The company also said it had agreed to withdraw its legal challenge over the huge fine in a case that was adjourned in Lagos High Court to enable the two parties to try to negotiate a settlement.
“Pursuant to the ongoing engagement with the Nigerian Authorities, MTN Nigeria has today made a good faith payment of 50 billion naira ($250 million),” Johannesburg-based MTN said in a statement.
In an effort to achieve an amicable settlement, MTN has agreed to withdraw the matter from the Federal High Court in Lagos.
The money was paid “on the basis that this will be applied towards a settlement, where one is eventually, hopefully arrived at,” the statement added.
“In an effort to achieve an amicable settlement, MTN has agreed to withdraw the matter from the Federal High Court in Lagos.”
Nigeria, Africa’s most populous country, is the MTN group’s largest market, where it had more than 62.8 million subscribers by the second quarter of 2015.
MTN was slapped with the penalty in October 2015 after it missed a deadline to disconnect 5.1 million unregistered SIM cards.

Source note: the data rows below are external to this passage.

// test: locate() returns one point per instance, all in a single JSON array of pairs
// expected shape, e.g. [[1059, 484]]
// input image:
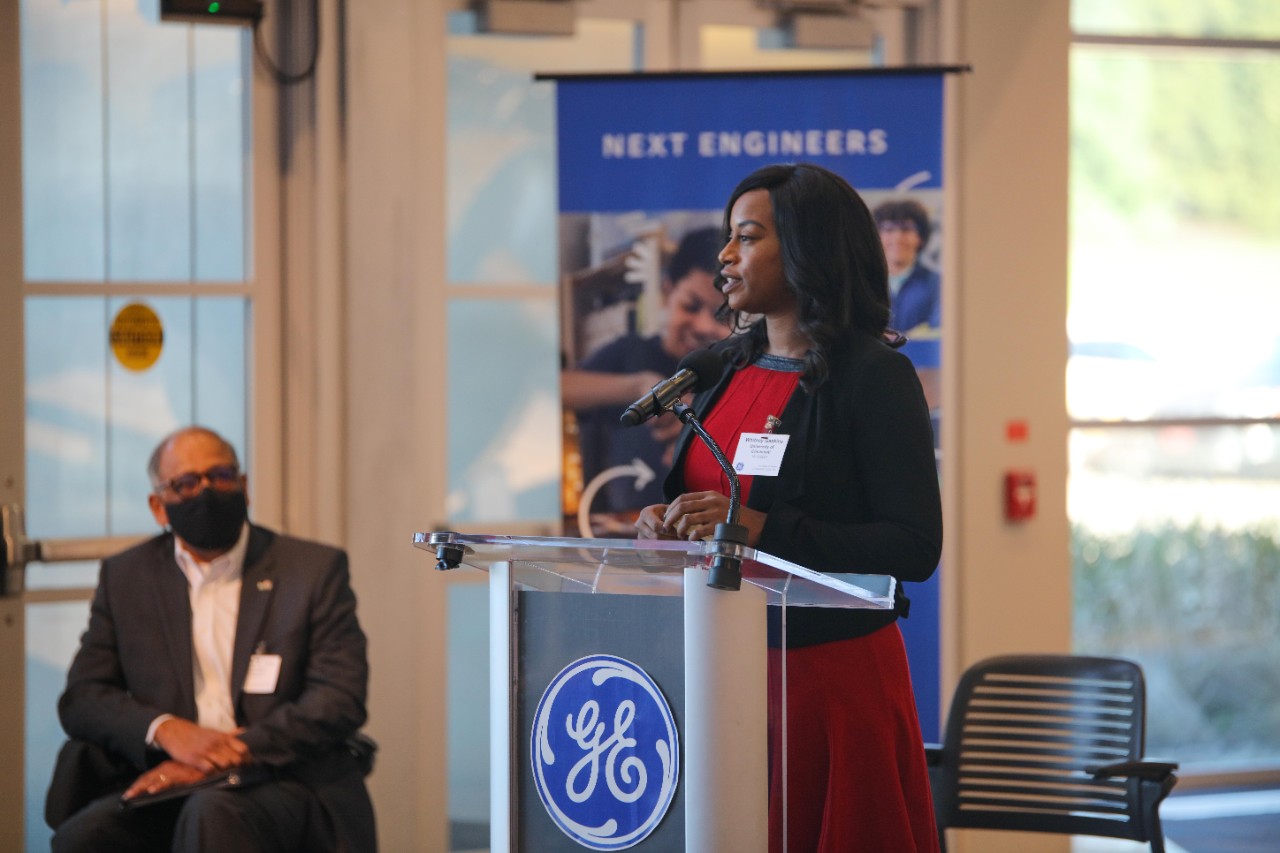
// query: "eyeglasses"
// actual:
[[223, 478], [892, 227]]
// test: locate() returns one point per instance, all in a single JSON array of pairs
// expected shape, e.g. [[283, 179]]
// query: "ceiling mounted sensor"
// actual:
[[526, 17], [242, 13], [821, 30], [828, 24]]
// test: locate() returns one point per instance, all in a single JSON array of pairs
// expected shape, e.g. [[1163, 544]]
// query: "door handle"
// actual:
[[18, 550]]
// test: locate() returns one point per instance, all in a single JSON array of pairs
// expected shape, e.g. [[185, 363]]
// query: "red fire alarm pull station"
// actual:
[[1019, 496]]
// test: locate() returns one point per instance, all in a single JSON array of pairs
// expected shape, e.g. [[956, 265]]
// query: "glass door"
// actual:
[[126, 305]]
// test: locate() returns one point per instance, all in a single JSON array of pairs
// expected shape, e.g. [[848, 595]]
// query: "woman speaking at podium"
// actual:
[[853, 488]]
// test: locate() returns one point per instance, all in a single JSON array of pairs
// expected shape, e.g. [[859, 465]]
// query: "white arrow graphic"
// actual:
[[638, 469]]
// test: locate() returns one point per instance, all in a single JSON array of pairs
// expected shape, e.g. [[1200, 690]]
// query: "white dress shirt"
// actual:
[[214, 589]]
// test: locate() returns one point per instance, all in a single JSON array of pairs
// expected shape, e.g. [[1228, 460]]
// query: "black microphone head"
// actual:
[[707, 364]]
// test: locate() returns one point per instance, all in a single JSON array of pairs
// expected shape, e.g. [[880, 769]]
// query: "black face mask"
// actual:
[[211, 520]]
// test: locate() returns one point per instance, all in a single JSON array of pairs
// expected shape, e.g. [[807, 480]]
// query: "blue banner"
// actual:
[[645, 167], [663, 142]]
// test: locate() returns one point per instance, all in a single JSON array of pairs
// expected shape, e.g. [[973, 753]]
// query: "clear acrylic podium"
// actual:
[[568, 615]]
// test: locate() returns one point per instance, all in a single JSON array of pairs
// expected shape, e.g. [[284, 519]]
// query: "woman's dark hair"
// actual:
[[905, 210], [832, 260]]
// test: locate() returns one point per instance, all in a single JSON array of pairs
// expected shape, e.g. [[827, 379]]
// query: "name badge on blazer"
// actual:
[[759, 454], [264, 673]]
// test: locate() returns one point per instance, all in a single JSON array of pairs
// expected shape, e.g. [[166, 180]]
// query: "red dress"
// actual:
[[856, 776]]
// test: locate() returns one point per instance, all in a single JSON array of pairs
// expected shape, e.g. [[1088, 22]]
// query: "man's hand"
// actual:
[[163, 776], [202, 749]]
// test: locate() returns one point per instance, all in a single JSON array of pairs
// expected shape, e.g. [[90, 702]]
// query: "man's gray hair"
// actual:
[[154, 463]]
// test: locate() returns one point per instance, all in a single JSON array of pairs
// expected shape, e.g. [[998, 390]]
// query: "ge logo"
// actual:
[[606, 753]]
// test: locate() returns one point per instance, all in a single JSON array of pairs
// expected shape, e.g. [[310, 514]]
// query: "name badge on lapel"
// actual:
[[264, 673], [759, 454]]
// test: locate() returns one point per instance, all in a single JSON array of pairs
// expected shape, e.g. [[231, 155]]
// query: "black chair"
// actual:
[[1050, 743]]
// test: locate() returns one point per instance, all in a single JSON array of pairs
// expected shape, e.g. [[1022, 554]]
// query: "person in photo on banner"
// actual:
[[626, 368], [915, 290], [837, 475], [215, 651]]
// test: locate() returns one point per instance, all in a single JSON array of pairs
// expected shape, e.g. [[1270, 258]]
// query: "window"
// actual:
[[1174, 375]]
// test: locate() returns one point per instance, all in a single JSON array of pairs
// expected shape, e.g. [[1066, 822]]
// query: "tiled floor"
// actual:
[[1197, 821]]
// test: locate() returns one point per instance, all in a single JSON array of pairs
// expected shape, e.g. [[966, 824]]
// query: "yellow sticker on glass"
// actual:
[[136, 337]]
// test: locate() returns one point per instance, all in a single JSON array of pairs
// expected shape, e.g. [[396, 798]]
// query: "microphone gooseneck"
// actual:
[[726, 571], [698, 370]]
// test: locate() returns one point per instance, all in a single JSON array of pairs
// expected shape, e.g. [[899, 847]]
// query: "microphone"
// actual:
[[698, 370]]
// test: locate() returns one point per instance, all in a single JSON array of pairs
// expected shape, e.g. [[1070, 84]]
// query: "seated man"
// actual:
[[219, 644]]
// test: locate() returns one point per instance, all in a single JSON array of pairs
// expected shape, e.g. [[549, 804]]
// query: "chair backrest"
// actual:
[[1023, 735]]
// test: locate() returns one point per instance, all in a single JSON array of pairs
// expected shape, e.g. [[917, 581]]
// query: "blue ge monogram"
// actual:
[[606, 753]]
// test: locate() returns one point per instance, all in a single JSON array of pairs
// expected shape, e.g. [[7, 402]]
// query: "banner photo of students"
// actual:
[[645, 167]]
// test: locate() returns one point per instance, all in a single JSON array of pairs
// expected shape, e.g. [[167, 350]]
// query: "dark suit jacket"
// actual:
[[858, 489], [135, 664]]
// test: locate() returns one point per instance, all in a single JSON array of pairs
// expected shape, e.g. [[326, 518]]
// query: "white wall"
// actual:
[[1008, 585], [393, 306]]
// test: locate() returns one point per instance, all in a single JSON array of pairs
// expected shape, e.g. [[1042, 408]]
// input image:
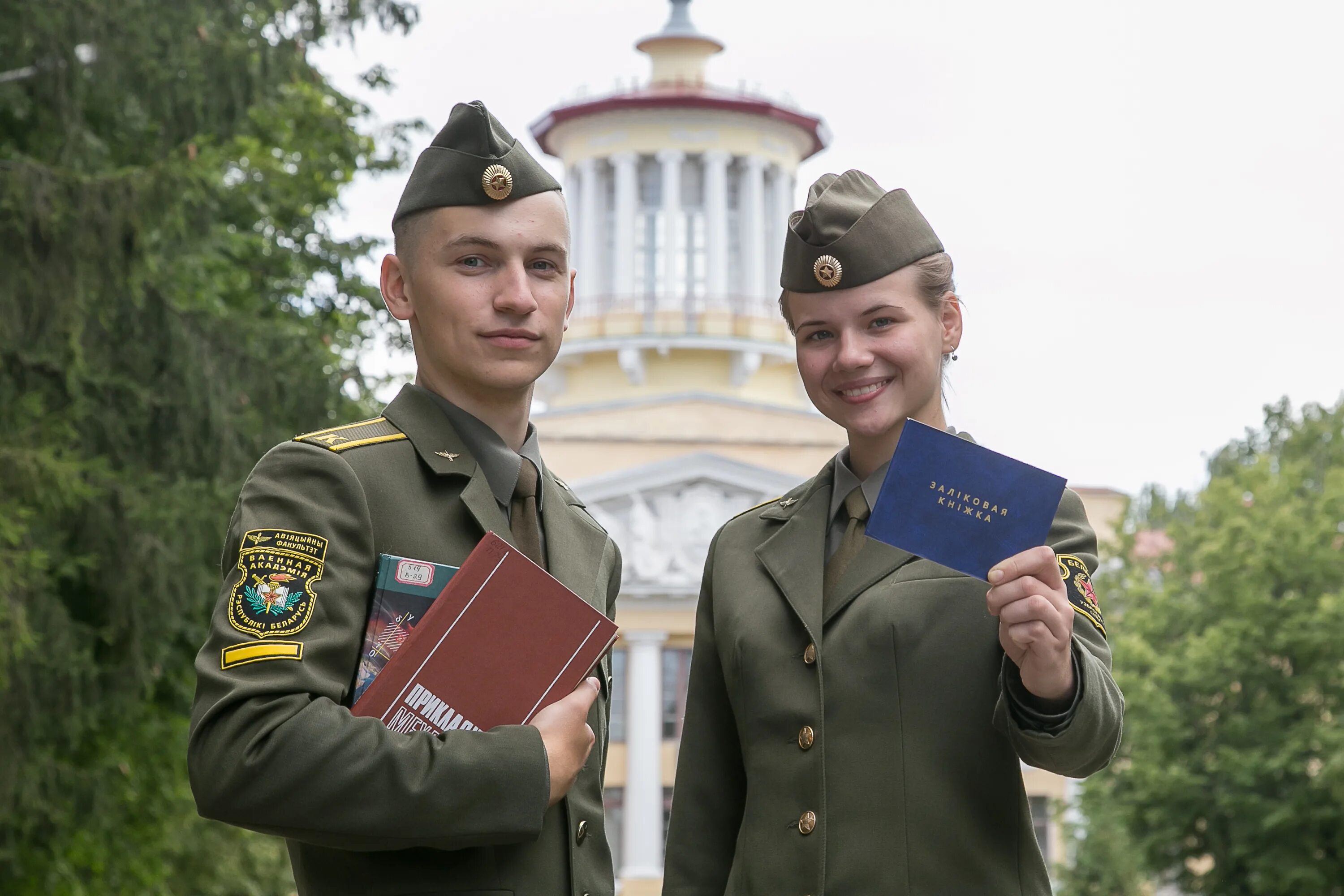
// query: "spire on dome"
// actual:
[[679, 52]]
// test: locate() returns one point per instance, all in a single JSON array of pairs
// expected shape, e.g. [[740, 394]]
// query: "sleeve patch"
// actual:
[[1081, 594], [241, 655], [276, 591]]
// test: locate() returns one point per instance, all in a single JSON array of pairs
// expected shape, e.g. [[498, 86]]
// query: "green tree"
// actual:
[[1230, 778], [171, 306]]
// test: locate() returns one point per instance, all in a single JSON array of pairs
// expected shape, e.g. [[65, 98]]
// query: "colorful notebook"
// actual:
[[404, 590]]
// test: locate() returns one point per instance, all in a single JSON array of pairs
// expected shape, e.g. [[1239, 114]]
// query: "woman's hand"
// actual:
[[1035, 621]]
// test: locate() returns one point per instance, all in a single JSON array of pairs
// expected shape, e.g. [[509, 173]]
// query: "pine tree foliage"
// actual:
[[1230, 652], [172, 304]]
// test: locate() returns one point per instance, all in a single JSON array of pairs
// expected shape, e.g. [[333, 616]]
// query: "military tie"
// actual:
[[523, 519], [857, 507]]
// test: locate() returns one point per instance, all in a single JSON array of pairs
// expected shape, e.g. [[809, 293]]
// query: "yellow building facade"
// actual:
[[675, 402]]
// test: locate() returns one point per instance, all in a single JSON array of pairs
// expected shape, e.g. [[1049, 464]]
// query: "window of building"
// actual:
[[613, 809], [1041, 824], [667, 816], [734, 224], [617, 730], [676, 669], [648, 229]]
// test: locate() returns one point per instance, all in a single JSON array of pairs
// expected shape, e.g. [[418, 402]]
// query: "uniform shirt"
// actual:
[[1026, 707], [498, 460]]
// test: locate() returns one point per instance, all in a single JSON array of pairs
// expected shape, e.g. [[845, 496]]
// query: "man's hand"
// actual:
[[1035, 621], [568, 737]]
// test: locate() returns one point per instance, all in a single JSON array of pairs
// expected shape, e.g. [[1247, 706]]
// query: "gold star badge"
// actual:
[[827, 271], [498, 182]]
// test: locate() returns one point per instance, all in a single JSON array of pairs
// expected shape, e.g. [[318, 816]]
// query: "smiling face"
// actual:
[[487, 291], [871, 357]]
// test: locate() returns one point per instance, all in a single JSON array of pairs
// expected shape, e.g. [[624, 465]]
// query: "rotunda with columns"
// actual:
[[679, 195], [675, 402]]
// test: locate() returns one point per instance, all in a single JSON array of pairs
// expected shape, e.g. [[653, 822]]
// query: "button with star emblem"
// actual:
[[807, 738]]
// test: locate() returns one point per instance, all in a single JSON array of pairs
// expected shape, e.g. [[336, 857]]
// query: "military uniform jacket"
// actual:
[[873, 750], [273, 746]]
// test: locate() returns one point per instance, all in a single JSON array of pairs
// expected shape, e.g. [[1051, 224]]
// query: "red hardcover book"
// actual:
[[502, 641]]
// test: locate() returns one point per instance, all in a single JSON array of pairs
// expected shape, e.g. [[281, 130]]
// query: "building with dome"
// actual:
[[675, 402]]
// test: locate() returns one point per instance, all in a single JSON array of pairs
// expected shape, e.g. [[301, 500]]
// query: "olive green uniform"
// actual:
[[366, 810], [273, 746], [913, 742], [867, 741]]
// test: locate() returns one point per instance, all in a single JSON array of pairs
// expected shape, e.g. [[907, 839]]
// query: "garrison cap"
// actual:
[[853, 233], [472, 162]]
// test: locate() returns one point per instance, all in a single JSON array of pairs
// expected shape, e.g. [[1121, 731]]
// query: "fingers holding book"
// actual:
[[1035, 621], [568, 737]]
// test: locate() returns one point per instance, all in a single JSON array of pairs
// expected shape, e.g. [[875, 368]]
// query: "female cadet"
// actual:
[[857, 715]]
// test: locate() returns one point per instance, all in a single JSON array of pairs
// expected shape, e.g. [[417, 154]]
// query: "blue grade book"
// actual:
[[961, 505], [402, 591]]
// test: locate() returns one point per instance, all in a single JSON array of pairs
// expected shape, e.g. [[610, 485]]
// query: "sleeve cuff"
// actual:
[[1026, 707]]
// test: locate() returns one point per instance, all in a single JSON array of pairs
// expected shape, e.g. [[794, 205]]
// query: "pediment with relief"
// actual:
[[664, 515]]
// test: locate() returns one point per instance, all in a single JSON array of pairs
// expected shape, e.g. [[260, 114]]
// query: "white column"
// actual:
[[779, 225], [717, 225], [672, 261], [642, 836], [586, 249], [625, 166], [753, 230]]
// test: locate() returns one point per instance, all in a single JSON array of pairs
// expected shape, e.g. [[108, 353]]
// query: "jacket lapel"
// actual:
[[795, 555], [875, 562], [573, 546], [439, 445]]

The Nigerian Communications Commission (NCC), the country’s telecoms regulator, at the time cited security concerns over the inability to trace users in a country plagued by frequent kidnappings and an extremist Islamist insurgency, Boko Haram.
It imposed a $5.2 billion fine that was later reduced to $3.9 billion (3.6 billion euros) following an appeal by MTN.
The company issued a profit warning last week and said the Nigerian dispute was a factor in falling earnings.